Third Chapter of Wall Street Swastika:
Dora and Edward retired to bed that night on the ship. They hid the threat from Hitler after sharing it with Winston. Winston wanted to save it to give it to the Prof, his friend from Oxford, to copy so he could keep better track of what Hitler was attempting.
Dora and Edward stayed in their cabin the next day and invited Winston over. They did not want to be seen in public on the ship. They could not be sure that Hitler had not stationed a spy aboard the ship to watch them and report back to the Fuhrer what they were up to.
Dora thought it was particularly eerie that Hitler has attached a note to a skiff at sea and let it crash against the ocean liner. The thing had looked like an abandoned boat and had haunted her dreams last night. It had even seemed ghostly.
The next day they woke up docked in Halifax, Nova Scotia. Their ship was tied up practically underneath an old lighthouse in the harbor. Dora asked the cabin steward. He said it was called the Georges Island Lighthouse. It had been here since 1876. She wondered why or if it was her imagination that she saw somebody at the top of the lighthouse staring down at her looking out her porthole window.
Winston suggested having breakfast on the deck in the deck chairs. Leave it up to the MP to like all the niceties that the cruise ship could provide. Dora did not want to encourage him. But she hardly had the courage to even tell Edward —- let alone Winston —- what she thought she had seen in the tower. She kept her eyes uneasily fixed on it as she sat down.
Dora could hardly study the menu. When the waiter showed up she said she would have what Edward had.
“Dora,” Edward chided her reproachfully, “your mind seems to be somewhere else!”
Winston had asked her a question. She had not heard what he had said.
“Mrs. Byrne, when you get to London, where are you going to stay?” Winston repeated himself.
“Oh, I just thought I’d stay at Ware Hall, I —”
She caught the look in Edward’s eye. He was shaking his head “no”.

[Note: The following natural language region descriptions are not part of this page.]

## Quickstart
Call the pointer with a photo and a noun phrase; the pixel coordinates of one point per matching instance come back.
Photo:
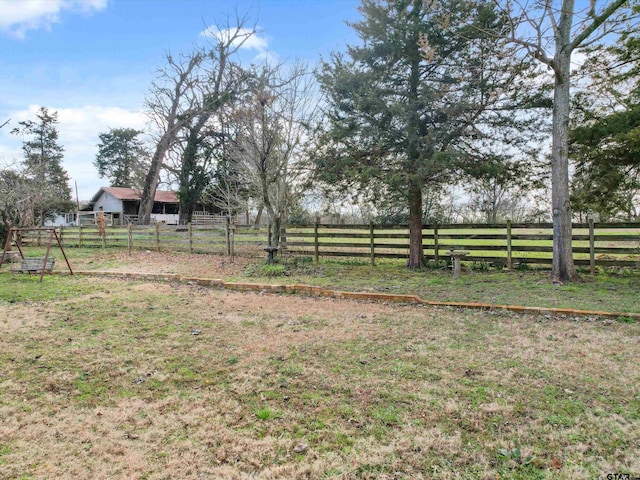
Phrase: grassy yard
(614, 290)
(105, 378)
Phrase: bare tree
(187, 90)
(272, 126)
(551, 31)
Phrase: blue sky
(93, 60)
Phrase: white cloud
(78, 130)
(18, 17)
(245, 39)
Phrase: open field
(106, 378)
(617, 291)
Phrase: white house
(121, 206)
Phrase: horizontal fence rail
(508, 244)
(220, 239)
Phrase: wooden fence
(220, 239)
(509, 244)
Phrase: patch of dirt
(177, 263)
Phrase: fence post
(316, 243)
(436, 244)
(372, 243)
(509, 254)
(232, 240)
(158, 236)
(592, 247)
(227, 235)
(129, 237)
(283, 239)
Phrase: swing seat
(34, 264)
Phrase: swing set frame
(14, 237)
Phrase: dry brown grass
(149, 381)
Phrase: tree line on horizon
(436, 97)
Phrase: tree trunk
(151, 182)
(416, 255)
(563, 268)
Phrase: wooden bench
(34, 264)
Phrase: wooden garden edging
(338, 294)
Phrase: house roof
(122, 193)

She realized that might attract attention. They did not want to tip Michael off where she was. She had given him the lame excuse that she had to sail to England and then Paris because her old shipmate from the Lusitania, her best friend, was getting married.

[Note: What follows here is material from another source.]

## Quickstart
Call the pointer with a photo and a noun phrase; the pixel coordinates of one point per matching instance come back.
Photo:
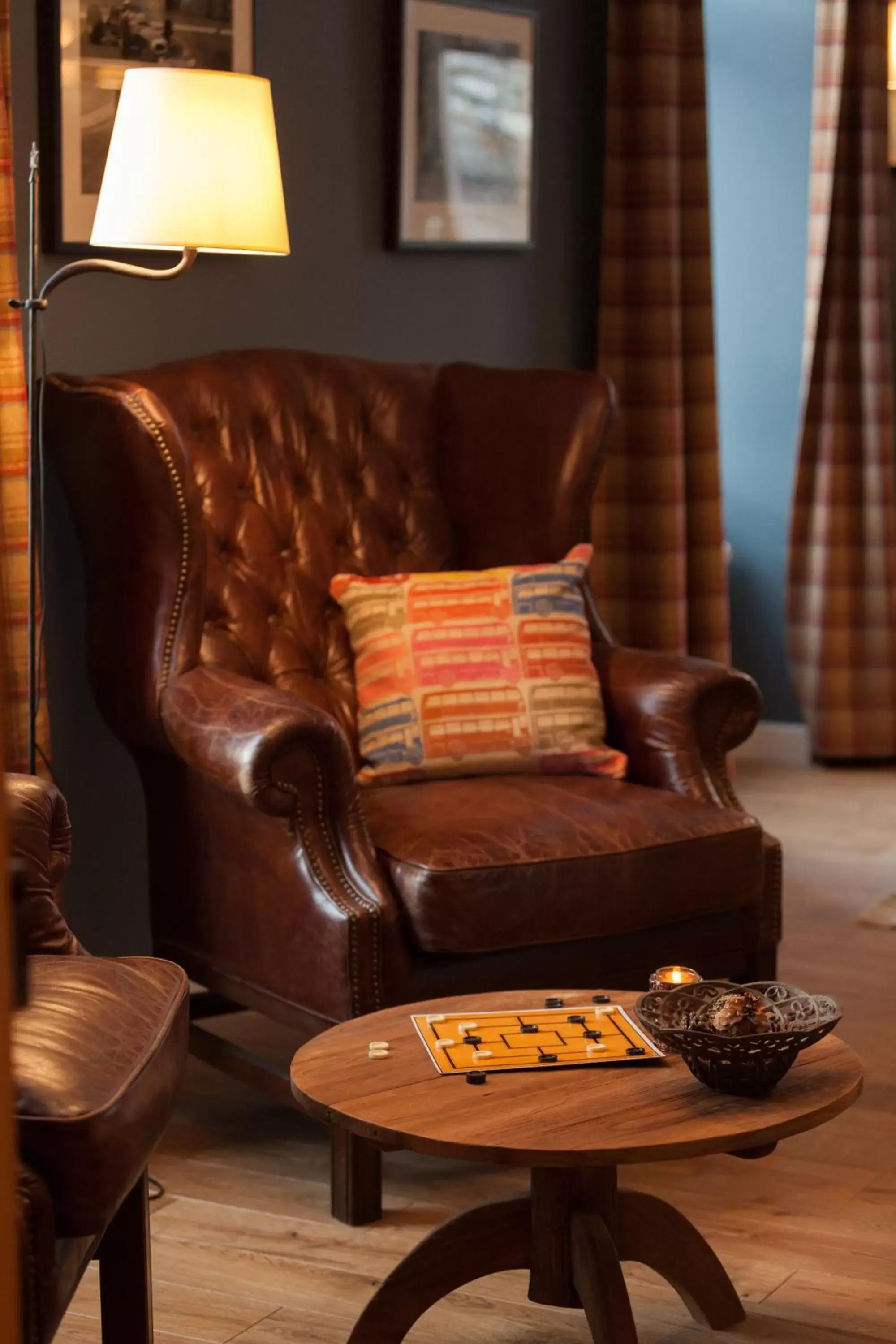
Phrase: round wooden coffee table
(573, 1128)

“Oh, I guess I will rent a flat or stay in a hotel. Who knows?” she shrugged. That was not important now.
“Clementine would be glad to host you at Chartwell in the countryside. We don’t have any nosey guests right now, and that would keep you well away from the city and Hitler’s spies. Your husband also would be damn confused where to find you.”
Just then she happened to glance at the lighthouse across the bay. A gunman was leaning out of the tower aiming for them. Dora screamed as he began to fire.
Edward responded immediately without even seeing what was going on. He shoved her onto the floor and rolled on top of her. He knocked Winston under the table and overturned it. The tea things and trays went smashing to the deck as he used it as a shield. Other passengers farther down the deck screamed as the deck hand came rushing their direction.
A lady screamed and screamed and screamed.
“Edward, look!” Dora pointed up at the lighthouse tower. “It’s Rita Jolivet. They are going to push her out the window.”